Another interesting finding is that without AY269825, the estimated substitution rate for the VP60 gene is almost identical to that of the RdRp gene, despite the fact that the latter dataset had fewer than half as many taxa (Table 1). Even while the RdRp dataset did not have as strong a temporal signal (Additional file 3), probably due to the lower number of taxa, it still produced a significantly more accurate substitution rate estimate than datasets with two to three times as many taxa that included just one misdated taxon (Table 1).

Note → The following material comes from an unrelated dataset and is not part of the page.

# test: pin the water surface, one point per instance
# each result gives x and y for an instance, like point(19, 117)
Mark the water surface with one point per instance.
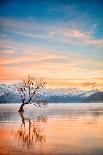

Further, the estimated substitution rate from our VP60 RHDV + RCV dataset was nearly identical to that from another dataset which contained just 29 taxa (27 RHDV, 1 RCV, did not contain AY269825), including one distantly related European brown hare syndrome virus taxon as an outgroup . This pattern of different sized datasets producing very similar substitution rates is not unique to RHDV. For example, two BEAST analyses of Dengue virus type 2 from datasets of 115 taxa and 67 taxa yielded nearly identical substitution rates [58, 59]. Further, in the case of Human parechovirus, three BEAST analyses of three different genomic regions based on datasets with a range of 29–199 taxa also produced nearly identical substitution rates [55, 60].
It is evident that assigning years of isolation to taxa should be done with great caution in tip-calibrated rate analyses. These results support favoring data sets with fewer taxa with verifiable dates of isolation over larger data sets with less quality control: additional good data do not swamp out the effects of one badly dated taxon. When researchers are including any ambiguously dated taxa, or when they want to be certain about the effects of each taxon on the rate analysis, jackknife controls provide a clear way to see these effects. As many sequences are added to GenBank without easily accessible papers describing in detail the isolation, passaging and sequencing of each isolate, it is necessary to verify if one or more of the sequences is having a disproportionate influence on the results. We propose n-1 jackknifing as one method for researchers using tip-calibrated analyses in BEAST to ensure that a small number of taxa are not spoiling their estimates.